When two men in Boston beat up a homeless man while shouting pro-Trump, anti-immigrant sentiments, Trump retorted: "I will say, the people that are following me are very passionate. They love this country, they want this country to be great again." It is left to Donald Trump to explain how the beating of a homeless man contributes to the greatness of America. Very recently, Trump clumsily failed to distance himself from David Duke and other white supremacists who have flocked to his campaign like a moth to a flame.

However, among his followers Trump is immune to criticism. The more anger and vitriol he employs the better. He himself has said he could "shoot someone and not lose voters." He is the Teflon Don! His policies seem to shape shift resulting in no lose of support. Most recently, he backtracked on his advocacy of torture by saying he would respect international laws that govern the use of torture after initially proposing that he would bring back "waterboarding" along with "much worse."

He even brought his phallus into the discussion at the last debate. No topic is too salacious or too graphic to be deemed as unworthy of mention during a presidential debate. The Republican party is devolving before our eyes. It is no longer not only anti-intellectual as it has been at least since the presidency of George W. Bush, but now moronic and sophomoric as well.

Yet his angry base stands tall. Their existence is reaffirmed by a former Democratic Party-leaning billionaire who would not give them the time of day during a chance encounter in everyday life. I mean, how much contact could Trump possibly have with the common man anyway given his chauffeured limousine rides or his trips in his eponymous jet? It only remains to be seen if the recent attacks on his business enterprises like Trump University where "students" paid huge fees to be served pablum or other businesses, such as his failed airline shuttle, will hurt him. Likely not!

Alas, Trump is a Frankenstein monster of the Republican party's own creation. The party establishment, it's elite, like former Presidential contender Mitt Romney and Karl Rove have done their best to explain the consequences of a Trump candidacy, but his persona defies characterization by anyone other than the self-aggrandizing, megalomaniacal billionaire himself.

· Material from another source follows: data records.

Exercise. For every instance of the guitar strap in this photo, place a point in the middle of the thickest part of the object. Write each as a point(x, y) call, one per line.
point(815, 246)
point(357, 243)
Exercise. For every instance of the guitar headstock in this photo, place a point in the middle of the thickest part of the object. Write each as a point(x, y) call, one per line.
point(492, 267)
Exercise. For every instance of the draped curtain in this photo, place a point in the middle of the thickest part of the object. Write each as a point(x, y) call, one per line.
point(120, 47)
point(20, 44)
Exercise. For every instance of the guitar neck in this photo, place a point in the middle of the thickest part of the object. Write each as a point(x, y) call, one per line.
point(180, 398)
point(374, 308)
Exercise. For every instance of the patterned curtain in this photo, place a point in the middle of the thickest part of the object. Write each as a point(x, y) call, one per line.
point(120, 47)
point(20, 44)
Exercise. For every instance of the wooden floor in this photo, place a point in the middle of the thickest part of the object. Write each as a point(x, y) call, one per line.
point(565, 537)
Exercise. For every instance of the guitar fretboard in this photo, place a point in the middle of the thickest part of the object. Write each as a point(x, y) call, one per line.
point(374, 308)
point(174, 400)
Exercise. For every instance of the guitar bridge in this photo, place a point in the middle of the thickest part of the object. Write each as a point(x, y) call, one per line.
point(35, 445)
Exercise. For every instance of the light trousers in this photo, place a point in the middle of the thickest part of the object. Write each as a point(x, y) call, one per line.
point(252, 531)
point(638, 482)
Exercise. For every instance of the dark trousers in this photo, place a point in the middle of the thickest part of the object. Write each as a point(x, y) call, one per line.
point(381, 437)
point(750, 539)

Surely, a Trump presidency would be an unmitigated disaster for the nation which would lead us to fondly recall the good old days of the George W. Bush administration when government ran smoothly. And it would take a hypnotist of unparalleled skill to conjure such a memory. Imagine any world leader, no matter how highly esteemed, who wounded the ego of Trump. An international incident would ensue and our oldest allies promptly discarded and humiliated. We simply can not choose a leader of the most powerful democracy in the world who singly admires one foreign leader- Russian President Vladimir Putin -- or who uses the prestigious forum of a presidential debate to brag about the size of his member.